Although the Taxus stent case presents similar policy issues, the procedural history of this case indicates that most judges would more be inclined to enjoin the Taxus stent than Wall Street currently thinks. The Federal Circuit issued an opinion in the Taxus case in late August but the appellate decision was issued after the evidentiary hearing was held on the injunction motion. Before the injunction hearing, the trial judge told Boston Scientific that it had to decide either to release the Taxus data to JNJ or to exclude it from consideration in the injunction hearing. Because Boston Scientific thought it could establish non-infringement under Judge’s Robinsons claims interpretation, Boston Scientific chose to withhold the data from the hearing.

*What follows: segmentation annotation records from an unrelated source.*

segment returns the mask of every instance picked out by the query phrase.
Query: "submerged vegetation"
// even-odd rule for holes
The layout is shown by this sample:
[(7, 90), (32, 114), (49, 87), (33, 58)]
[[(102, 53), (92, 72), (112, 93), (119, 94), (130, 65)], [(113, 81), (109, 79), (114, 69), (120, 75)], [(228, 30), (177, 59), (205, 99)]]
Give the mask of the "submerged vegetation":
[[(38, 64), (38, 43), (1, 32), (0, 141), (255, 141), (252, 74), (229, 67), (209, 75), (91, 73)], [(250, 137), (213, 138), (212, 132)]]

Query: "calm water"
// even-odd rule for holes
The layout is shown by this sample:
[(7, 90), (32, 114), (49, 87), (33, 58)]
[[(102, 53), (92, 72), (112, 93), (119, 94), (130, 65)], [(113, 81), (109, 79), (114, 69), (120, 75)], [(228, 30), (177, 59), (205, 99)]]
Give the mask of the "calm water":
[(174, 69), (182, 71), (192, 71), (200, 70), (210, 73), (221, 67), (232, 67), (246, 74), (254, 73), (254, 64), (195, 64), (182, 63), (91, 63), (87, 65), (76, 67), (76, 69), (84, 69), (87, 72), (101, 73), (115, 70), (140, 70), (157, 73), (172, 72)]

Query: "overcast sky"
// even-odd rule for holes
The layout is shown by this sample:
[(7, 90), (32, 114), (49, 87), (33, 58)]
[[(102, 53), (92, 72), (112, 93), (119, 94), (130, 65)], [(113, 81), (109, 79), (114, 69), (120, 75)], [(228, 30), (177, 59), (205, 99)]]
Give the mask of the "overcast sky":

After the hearing, the Federal Circuit reversed Robinson’s order granting Boston Scientific a new trial. Appellate reversals of orders granting new trials are very rare because trial judges normally given wide discretion to use new trials to correct “miscarriages of justice”. The curt tone of decision is unmistakable: the appellate court thought Judge Robinson’s definitions regarding the wall thickness of the stent strut were arbitrarily favorable to Boston Scientific.

Normally, preliminary injunctions in patent cases are granted approximately 20% of the time and Wall Street apparently handicaps the odds with Taxus at less than 10%. Verdict thinks the chances on an injunction issuing against Taxus are at least twice the norm: somewhere in the range of 40 to 60%.

The reversal was also significant because the new claims interpretation by the appellate court makes infringement far easier for JNJ to prove. The appellate court redefined the term “substantially uniformed wall thickness”, and JNJ now appears to have proved infringement. In its brief, Boston Scientific does a very poor job of arguing non- infringement under this new definition. Normally Boston Scientific would have to persuade the trial judge that it had established proof of probable non- infringement in order to convince the judge to deny the motion for preliminary injunction. Since Boston Scientific failed to carry this burden, JNJ’s chances for success on its motion for injunction should be higher than current Wall Street expectations.

The indented language (quoted above from an earlier opinion by Judge Robinson) is apparently the basis of Wall Street’s belief that the injunction will be denied. Because Boston Scientific relies primarily on public policy without making a plausible case for non-infringement, Verdict believes the probability for granting the injunction are significantly higher that current expectations.

From JNJ’s point of view, the argument that public policy favors Boston Scientific amounts to nothing more than a bias against the “ intellectual property rights” of the patent owner. The Federal Circuit has already reversed this judge in this case on a matter normally reserved for her discretion. The judge risks a second reversal in the same case if she denies the injunction, and JNJ can subtly suggest that her decision is based on bias.

Although no one can reliably predict how a judge’s publicly stated bias will affect any one decision, Verdict believes the threat of an appeal (implicitly contained in JNJ’s recent letter to the judge) and the probable issuance of some form of interim relief by the Federal Circuit are adequate reasons for the judge to grant the injunction. In addition, the judge may feel bound by her earlier ruling requiring Boston Scientific to either introduce the Taxus data at the injunction hearing or waive it.

If Judge Robinson denies the motion for the injunction, Verdict thinks the Federal Circuit will grant some form of relief that would delay the Taxus launch, but there is one way for the judge to protect Boston Scientific. JNJ cannot appeal until the judge rules. So if the judge delays her ruling on the injunction motion and does not issue a decision denying the injunction until after the FDA issues final approval on Taxus, then Boston Scientific could launch at risk before JNJ could ask for a stay pending appeal.